The reasons we can make this work are:
1) we are not living on site - have a DS
2) we live around the corner & I am part time
3) have family in the trade who are getting us deals etc
4) because it was vacant more than 2 years since 2008 we are eligible for 5% vat as opposed to 20% - Google this on Hmrc website if it applies to you
5) we will get it finished either through bank or worse case scenario my parents (early inheritance)

We put down a big deposit & know I wish we had put down less & kept more cash back.

Can you look into Another lender??

Mintyy Sun 26-Jul-15 11:01:32

It sounds like it's really a professional builder/developer job.

If you paid £20,000 over the asking price then you must have been aware of a lot of competition?

GreyBird84 Sun 26-Jul-15 11:05:36

In terms of negotiation, we got 10k knocked off our accepted offer due to asbestos - I got 2 quotes for removal in around 14k which I forwarded to estate agent. So if the roof state is not already inc you might be fortunate.

The fact that we were not in a chain & were a young family looking to create our permanent home swung it for sellers (was their family home but they couldn't afford to fix place up & we were preferable to builders looking to maje a quick £).

Wabbit1 Sun 26-Jul-15 11:23:47

Thank you GreyBird, that's really helpful. We wouldn't be living on site either, but interesting to read how your money has been spent so far.

We did a spreadsheet with our estimated costs but with some of the new issues we haven't budgeted for.

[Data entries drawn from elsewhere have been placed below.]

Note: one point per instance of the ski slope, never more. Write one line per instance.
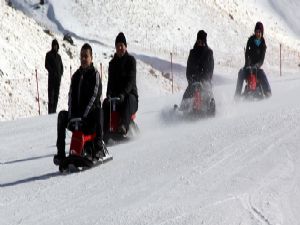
(241, 167)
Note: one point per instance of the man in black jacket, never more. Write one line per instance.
(84, 102)
(200, 66)
(55, 69)
(122, 84)
(254, 56)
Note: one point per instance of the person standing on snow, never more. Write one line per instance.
(254, 56)
(200, 66)
(84, 102)
(121, 84)
(55, 69)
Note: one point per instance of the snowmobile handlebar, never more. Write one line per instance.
(114, 99)
(75, 124)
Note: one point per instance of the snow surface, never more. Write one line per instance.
(241, 167)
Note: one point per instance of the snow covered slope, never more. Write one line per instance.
(241, 167)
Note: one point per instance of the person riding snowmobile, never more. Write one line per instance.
(254, 56)
(200, 67)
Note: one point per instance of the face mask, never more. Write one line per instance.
(257, 42)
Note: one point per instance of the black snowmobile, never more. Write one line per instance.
(201, 104)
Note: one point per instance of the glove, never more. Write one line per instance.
(122, 97)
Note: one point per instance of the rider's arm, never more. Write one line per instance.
(131, 75)
(189, 73)
(96, 94)
(262, 56)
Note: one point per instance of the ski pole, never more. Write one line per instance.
(37, 88)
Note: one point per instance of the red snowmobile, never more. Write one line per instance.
(253, 89)
(82, 153)
(201, 104)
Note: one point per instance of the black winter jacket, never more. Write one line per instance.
(85, 92)
(255, 55)
(122, 76)
(54, 64)
(200, 64)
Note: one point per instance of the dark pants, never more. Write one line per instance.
(53, 93)
(261, 76)
(92, 124)
(126, 109)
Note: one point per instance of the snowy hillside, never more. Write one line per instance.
(153, 29)
(240, 168)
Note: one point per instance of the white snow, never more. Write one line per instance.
(241, 167)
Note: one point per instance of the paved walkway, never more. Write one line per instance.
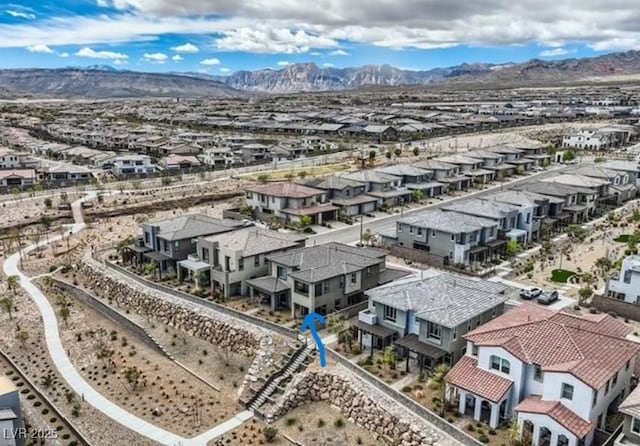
(66, 368)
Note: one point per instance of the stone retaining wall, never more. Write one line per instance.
(357, 407)
(218, 331)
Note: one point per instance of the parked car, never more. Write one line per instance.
(531, 293)
(548, 297)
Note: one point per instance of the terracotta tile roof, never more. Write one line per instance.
(590, 348)
(558, 412)
(466, 375)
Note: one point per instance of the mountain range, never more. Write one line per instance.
(103, 81)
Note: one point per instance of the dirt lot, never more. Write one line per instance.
(161, 393)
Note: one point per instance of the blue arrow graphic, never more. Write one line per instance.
(309, 322)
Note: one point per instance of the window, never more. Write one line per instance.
(635, 426)
(566, 391)
(389, 313)
(434, 331)
(205, 255)
(537, 373)
(500, 364)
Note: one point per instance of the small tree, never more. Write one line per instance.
(22, 336)
(306, 221)
(437, 382)
(389, 356)
(513, 247)
(12, 283)
(270, 434)
(584, 293)
(7, 305)
(417, 195)
(367, 236)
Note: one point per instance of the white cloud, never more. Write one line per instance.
(88, 52)
(186, 48)
(291, 26)
(155, 57)
(555, 52)
(39, 49)
(212, 61)
(263, 39)
(21, 14)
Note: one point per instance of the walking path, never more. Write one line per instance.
(76, 381)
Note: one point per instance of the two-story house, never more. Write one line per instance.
(171, 240)
(289, 201)
(428, 316)
(507, 216)
(453, 237)
(323, 278)
(556, 373)
(533, 209)
(627, 285)
(446, 173)
(229, 260)
(415, 178)
(349, 195)
(383, 186)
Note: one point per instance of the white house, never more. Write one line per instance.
(557, 374)
(627, 285)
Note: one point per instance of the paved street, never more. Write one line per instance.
(351, 234)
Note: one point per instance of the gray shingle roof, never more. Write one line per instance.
(443, 298)
(316, 263)
(254, 241)
(448, 221)
(192, 226)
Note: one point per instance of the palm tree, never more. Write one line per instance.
(437, 382)
(7, 305)
(12, 283)
(22, 336)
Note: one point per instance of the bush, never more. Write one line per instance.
(270, 434)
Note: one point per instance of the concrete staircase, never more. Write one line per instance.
(271, 384)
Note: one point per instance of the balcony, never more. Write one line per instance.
(368, 317)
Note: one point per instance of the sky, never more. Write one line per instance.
(223, 36)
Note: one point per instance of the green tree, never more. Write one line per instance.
(305, 221)
(22, 336)
(7, 304)
(568, 155)
(12, 283)
(417, 195)
(132, 376)
(389, 356)
(513, 247)
(437, 382)
(270, 433)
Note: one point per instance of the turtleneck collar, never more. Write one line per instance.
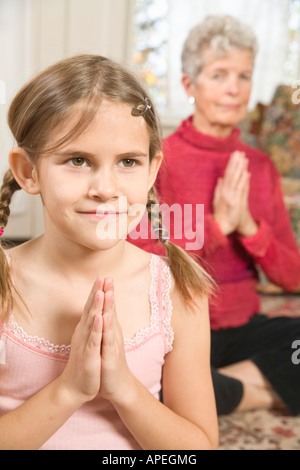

Fluffy and Sallyforth, the building work would be done by the company my husband works for. They build homes as a side business so have offered to help us with buying materials at their prices etc and let us use their workforce to try and keep our costs down which helps.

caroldecker Sun 26-Jul-15 12:21:21

Offer them what you can afford with enough retained to do the work. This may be a lot less than 'guide price'. If someone offers them more, they will tell you to offski, but if not, you get the house and can do the work.